Thus conversing with each other and enquiring into the nature of the world, they soon attained the Supreme Wisdom. Hence, O Rama, I tell you that there is no way other than self-knowledge for the cutting asunder of bondage and for crossing this ocean of illusion. To the enlightened person this ocean of sorrow is like a little puddle. He views the body as a spectator looks at a distant crowd. Hence he is not affected by the pains that the body is subjected to. The existence of the body does not diminish the omnipresence of the self any more than waves diminish the fullness of the ocean.
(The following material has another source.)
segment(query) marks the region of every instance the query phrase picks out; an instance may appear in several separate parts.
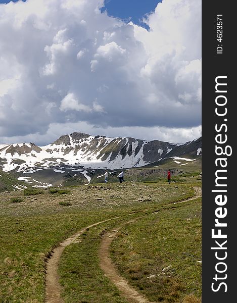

What is the relationship of a swan, a rock or a piece of wood to the water which surrounds them? Even so, the Supreme Self has no relationship with this world-appearance. A falling tree seems to raise waves on the water: similar is the experience by the self of the pleasure and pain that appear on the body. Even as by its proximity to water, wood is reflected in the water, the body is reflected in the self. But even as a rock falling into the water does not injure the water nor is injured by it, even so when the body comes into contact with other material substances (such as wife, children or material objects) there is no injury or pain to anyone.
The reflection of an object in the mirror can be said to be neither real nor unreal; it is indescribable: even so the body which is reflected in the self is neither real nor unreal, but is indescribable. The ignorant person accepts as real whatever he sees in this world; not so the wise one. Even as a piece of wood and the water in which it is reflected have no real relationship, the body and the self have no real relationship. Moreover, there is in fact no duality where such relationship could exist. One infinite consciousness alone exists without subject-object division. In this, diversity is imagined and that which is untouched by sorrow believes itself to be miserable, even as one who thinks he sees a ghost sees a ghost! On account of the power of thought this imaginary relationship assumes the force of reality. The self is ever untouched by pain and pleasure; but thinking itself to be the body, it undergoes the experiences of the body. The abandonment of this ignorant belief is liberation.